Due to correlation structure the adjustment for stratification factors increases power and precision. The further adjustment for individual-level covariates does not change much, makes sense, since there is no built-in correlation at that level in the simulation structure.
RR only constructed for primary model (fully adjusted model)
(3.3) Put all together and simulate the power
1000 simulations, based on dataset simulation (Chapter 3.1) and primary analysis model (Chapter 3.2)
cat("Estimated power (fully adjusted) =", round(power_adj,4), "\n")
Estimated power (fully adjusted) = 0.898
Code
# Summary of ORssummary(results[,c("OR_unadj","OR_unadj_lower","OR_unadj_upper","OR_adj","OR_adj_lower","OR_adj_upper")])
OR_unadj OR_unadj_lower OR_unadj_upper OR_adj
Min. :0.1046 Min. :0.04464 Min. :0.1899 Min. :0.1031
1st Qu.:0.2654 1st Qu.:0.12211 1st Qu.:0.5589 1st Qu.:0.2650
Median :0.3331 Median :0.15774 Median :0.7104 Median :0.3382
Mean :0.3640 Mean :0.17311 Mean :0.7789 Mean :0.3540
3rd Qu.:0.4280 3rd Qu.:0.20877 3rd Qu.:0.9225 3rd Qu.:0.4173
Max. :2.4694 Max. :1.27878 Max. :4.7687 Max. :1.5219
OR_adj_lower OR_adj_upper
Min. :0.0448 Min. :0.1883
1st Qu.:0.1373 1st Qu.:0.5042
Median :0.1738 Median :0.6477
Mean :0.1869 Mean :0.6808
3rd Qu.:0.2220 3rd Qu.:0.8124
Max. :0.8044 Max. :2.8793
(4) Minimization algorithm for stratified randomization
Following the method proposed in [Xiao L, Yank V, Ma J. Algorithm for balancing both continuous and categorical covariates in randomized controlled trials. Comput Methods Programs Biomed. 2012;108(3):1185-1190. doi:10.1016/j.cmpb.2012.06.001](https://pubmed.ncbi.nlm.nih.gov/22727633/)
They propose a modified symmetric Kullback–Leibler divergence (KLD) method to balance multi-arm trials. Works the same for a CRT if cluster-level covariates. The KLD method tries to balance both arm sizes and covariates dynamically (and prospectively) as clusters are assigned, but we can also use it with (a) fixed time-point of randomization and (b) fixed arm size (e.g. 13:13:13), by setting Dn = 1 and p_Dn = 1. Enforcing such tight group-size balance while still allow minimization on covariates. In other words, it removes randomness in group totals but keeps balance across covariates => stratified randomization.
This has two disadvantages:
Randomization becomes more predictable (esp. towards the end of allocation)
Strict equal group sizes may slightly reduce the algorithm’s ability to optimize covariate balance, because sometimes the “best” assignment for covariates would tip the arm sizes temporarily, esp. in case of small number of clusters.
Number (1) is not a problem in our case since we randomize all at once.

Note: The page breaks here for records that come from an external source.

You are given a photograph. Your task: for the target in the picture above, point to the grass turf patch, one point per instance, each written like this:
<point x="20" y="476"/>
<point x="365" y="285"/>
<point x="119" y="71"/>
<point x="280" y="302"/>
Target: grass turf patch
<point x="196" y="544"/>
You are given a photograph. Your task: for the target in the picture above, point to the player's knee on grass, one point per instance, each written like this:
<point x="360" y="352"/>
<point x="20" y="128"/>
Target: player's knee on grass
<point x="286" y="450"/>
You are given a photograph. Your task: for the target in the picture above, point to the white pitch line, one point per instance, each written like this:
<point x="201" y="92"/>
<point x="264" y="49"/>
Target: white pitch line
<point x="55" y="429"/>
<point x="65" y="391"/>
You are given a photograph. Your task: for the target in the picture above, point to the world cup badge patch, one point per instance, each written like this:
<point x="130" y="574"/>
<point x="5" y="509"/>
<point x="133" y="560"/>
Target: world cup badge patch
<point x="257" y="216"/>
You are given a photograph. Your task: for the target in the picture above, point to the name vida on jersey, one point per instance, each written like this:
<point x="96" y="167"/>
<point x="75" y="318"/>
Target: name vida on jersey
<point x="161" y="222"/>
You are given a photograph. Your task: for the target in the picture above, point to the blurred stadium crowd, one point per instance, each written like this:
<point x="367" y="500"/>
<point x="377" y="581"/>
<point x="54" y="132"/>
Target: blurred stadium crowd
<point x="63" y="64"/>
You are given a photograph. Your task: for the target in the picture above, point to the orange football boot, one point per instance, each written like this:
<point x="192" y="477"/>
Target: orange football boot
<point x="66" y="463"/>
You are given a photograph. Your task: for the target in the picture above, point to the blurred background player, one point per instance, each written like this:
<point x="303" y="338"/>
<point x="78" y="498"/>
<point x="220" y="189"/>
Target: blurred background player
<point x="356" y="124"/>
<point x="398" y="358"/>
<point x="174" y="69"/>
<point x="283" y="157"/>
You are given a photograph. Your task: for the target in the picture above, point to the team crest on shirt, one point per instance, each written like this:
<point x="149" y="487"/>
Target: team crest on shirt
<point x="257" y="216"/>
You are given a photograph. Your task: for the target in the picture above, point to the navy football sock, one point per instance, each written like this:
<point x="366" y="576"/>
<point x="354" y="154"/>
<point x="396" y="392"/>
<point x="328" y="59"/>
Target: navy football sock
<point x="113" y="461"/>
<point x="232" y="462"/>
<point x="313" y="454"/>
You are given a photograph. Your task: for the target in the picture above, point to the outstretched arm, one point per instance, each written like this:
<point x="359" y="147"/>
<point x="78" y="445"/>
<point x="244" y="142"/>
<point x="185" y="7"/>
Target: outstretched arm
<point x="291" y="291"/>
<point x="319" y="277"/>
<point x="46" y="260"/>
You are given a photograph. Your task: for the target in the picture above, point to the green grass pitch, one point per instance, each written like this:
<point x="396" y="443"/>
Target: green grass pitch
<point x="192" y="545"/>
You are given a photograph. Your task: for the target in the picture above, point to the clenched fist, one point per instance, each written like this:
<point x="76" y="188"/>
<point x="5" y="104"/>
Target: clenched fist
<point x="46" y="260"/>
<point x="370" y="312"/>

Number (2) is the best we can get.
The method works as follows: For the (n+1)th cluster: compute the “amount of imbalance” (using KLD imbalance score) assuming the cluster is assigned to each arm in turn, then bias toward the arm(s) with the smallest value. They recommend: Pk = c(0.8, 0.1, 0.1): the covariate-balance biased-coin probabilities. 80% chance of choosing the arm with the smallest imbalance, 10% chance for the second-smallest, 10% chance for the worst. If all three arms tie, then average all slots (0.8+0.1+0.1)/3 = 0.333 (simple randomization)
Dn: maximum tolerated size imbalance before intervening
p_Dn: probability of forcing assignment to the smallest group once that imbalance is exceeded
if any arm is ahead by ≥1 cluster, the next cluster is forced to the smallest arm. The “numbers-balance” rule (Sec. 2.3); they introduce p_Dn to reduce predictability vs. setting it to 1, but allow either.

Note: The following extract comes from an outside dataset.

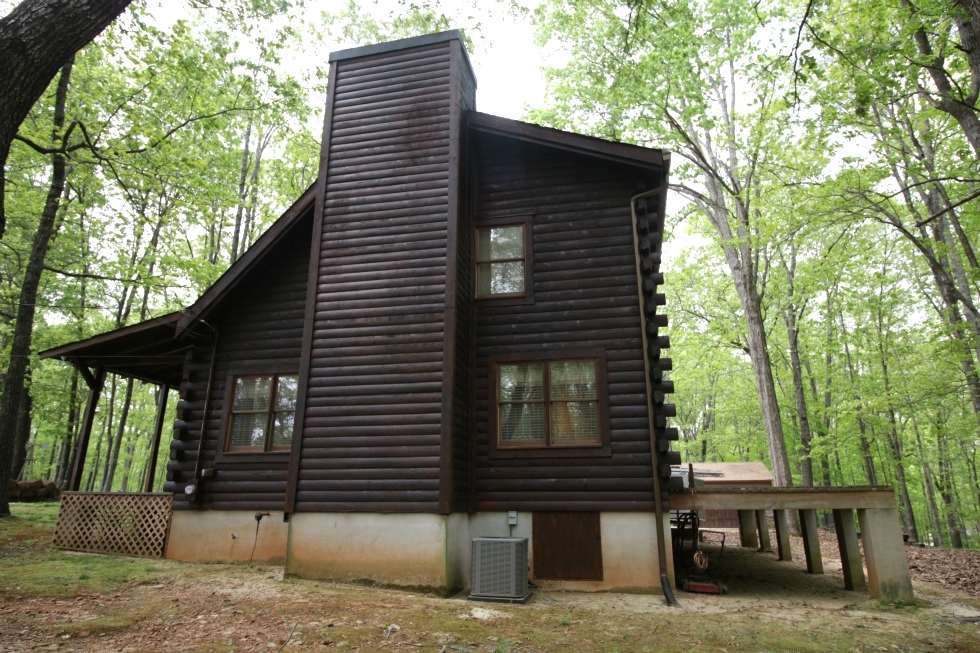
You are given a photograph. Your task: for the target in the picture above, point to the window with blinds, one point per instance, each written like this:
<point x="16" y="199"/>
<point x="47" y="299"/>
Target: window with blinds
<point x="550" y="403"/>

The first 2 sequences (here 6 clusters) are allocated as a permuted block - two per arm - before using minimization. This ensures early variance estimates exist for the KLD and mirrors the recommended start.
The symmetric-KLD part assumes approximate normality for continuous covariates (but they note high robustness even in case of violation)
We demonstrate it on a hypothetical allocation dataset, but will eventually feed the same code with the real allocation dataset.
Structure of allocation dataset:
cluster_id: 1-39
antibiotic_rate
Definition: Patients receiving an antibiotic prescription among all presenting at the participating cluster. Mean over past year?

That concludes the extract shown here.